The application of sequencing technologies in TB endemic regions will assist clinical management and personalised anti-TB drug approaches, as well as disease control through surveillance activities. The management of MDR-TB strains is essential for the control of TB. In our study, we found that the mutations underlying MDR-TB are established variants. Known and putative drug resistance markers in established loci are detectable using low-cost sequencing-based approaches (e.g. amplicon-based), suitable for a low resource setting. These methods are also robust to mixed infections and heteroresistance35,38, which were present in our study and likely driven by the high transmission setting. Large-scale approaches using whole genome sequencing and analysis will assist with understanding the epidemiology and risk groups or factors underpinning the transmission of TB, as well as provide insights into drug resistance and compensatory mechanisms.
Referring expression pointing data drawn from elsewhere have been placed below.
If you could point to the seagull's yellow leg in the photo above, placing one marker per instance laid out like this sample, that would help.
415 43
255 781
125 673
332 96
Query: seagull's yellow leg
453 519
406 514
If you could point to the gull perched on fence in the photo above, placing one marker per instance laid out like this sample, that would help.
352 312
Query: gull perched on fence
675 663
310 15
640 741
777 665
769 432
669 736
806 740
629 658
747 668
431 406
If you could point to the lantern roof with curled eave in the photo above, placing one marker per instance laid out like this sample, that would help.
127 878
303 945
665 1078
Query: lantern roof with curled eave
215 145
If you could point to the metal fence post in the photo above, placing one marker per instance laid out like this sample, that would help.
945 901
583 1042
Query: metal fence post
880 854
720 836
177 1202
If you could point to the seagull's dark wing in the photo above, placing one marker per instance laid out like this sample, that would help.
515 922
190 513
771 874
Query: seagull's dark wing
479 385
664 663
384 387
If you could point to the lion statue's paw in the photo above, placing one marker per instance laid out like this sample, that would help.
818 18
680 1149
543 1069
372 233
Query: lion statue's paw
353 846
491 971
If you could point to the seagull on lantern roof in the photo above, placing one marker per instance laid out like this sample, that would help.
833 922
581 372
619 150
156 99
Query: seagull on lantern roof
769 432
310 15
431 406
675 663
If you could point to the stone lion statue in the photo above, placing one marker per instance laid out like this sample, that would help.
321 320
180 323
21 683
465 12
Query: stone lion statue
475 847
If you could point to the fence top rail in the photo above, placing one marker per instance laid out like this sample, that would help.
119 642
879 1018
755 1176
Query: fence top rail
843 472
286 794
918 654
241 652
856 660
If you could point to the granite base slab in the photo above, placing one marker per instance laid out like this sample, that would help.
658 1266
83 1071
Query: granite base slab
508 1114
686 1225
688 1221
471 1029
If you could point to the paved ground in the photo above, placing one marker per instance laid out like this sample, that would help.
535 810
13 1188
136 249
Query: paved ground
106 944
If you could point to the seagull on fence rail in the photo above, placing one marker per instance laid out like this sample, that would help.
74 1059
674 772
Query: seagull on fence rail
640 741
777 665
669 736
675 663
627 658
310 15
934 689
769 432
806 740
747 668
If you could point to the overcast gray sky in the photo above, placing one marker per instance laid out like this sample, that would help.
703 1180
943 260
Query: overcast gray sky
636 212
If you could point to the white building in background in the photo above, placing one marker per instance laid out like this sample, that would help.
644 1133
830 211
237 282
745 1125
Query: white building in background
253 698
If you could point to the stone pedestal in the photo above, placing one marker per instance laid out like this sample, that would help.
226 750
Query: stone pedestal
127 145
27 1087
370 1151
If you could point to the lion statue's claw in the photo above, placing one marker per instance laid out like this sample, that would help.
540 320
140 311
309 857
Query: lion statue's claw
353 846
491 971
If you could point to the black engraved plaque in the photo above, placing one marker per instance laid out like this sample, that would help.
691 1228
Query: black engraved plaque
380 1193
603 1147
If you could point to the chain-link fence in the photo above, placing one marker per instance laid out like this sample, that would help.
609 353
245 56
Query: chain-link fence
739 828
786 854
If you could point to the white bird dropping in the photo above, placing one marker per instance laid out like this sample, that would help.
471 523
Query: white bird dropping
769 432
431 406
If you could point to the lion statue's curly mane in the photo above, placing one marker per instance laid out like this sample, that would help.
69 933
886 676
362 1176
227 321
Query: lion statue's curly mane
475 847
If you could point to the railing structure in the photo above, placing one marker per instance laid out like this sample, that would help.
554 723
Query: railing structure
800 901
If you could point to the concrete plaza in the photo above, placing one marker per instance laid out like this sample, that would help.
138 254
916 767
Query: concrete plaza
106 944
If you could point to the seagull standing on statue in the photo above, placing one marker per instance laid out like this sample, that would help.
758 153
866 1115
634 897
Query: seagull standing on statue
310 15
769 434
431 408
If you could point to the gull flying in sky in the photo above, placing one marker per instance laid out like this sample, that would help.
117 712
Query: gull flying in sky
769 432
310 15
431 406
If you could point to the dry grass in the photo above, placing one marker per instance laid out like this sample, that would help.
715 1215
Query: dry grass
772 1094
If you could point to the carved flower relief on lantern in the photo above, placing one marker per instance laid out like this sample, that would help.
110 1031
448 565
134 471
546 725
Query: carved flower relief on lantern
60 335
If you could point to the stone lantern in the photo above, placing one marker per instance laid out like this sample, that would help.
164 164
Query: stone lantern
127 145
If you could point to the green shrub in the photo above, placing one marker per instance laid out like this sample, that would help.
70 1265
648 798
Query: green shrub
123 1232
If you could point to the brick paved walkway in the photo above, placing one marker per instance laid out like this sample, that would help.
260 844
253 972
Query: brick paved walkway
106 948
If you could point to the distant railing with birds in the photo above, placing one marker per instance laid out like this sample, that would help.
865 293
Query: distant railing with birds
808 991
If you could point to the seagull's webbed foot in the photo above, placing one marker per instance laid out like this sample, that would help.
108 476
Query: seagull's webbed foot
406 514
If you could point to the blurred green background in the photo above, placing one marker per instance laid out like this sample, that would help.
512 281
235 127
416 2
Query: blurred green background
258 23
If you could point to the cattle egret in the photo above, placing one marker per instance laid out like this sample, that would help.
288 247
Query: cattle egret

Such insights will inform the deployment of anti-TB drug regimens and disease control tools and strategies in high burden settings, such as Pakistan.

Conclusion

Whole genome sequencing for TB clinical management and disease control will have the greatest benefit in complex community outbreaks in endemic regions. Our study in the Khyber Pakhtunkhwa province in Pakistan has provided a characterization of circulating rifampicin resistance and MDR-TB mutations. Such insights will assist sequencing-informed diagnosis for proactive TB patient management, and the deployment of anti-TB drug regimens and surveillance activities.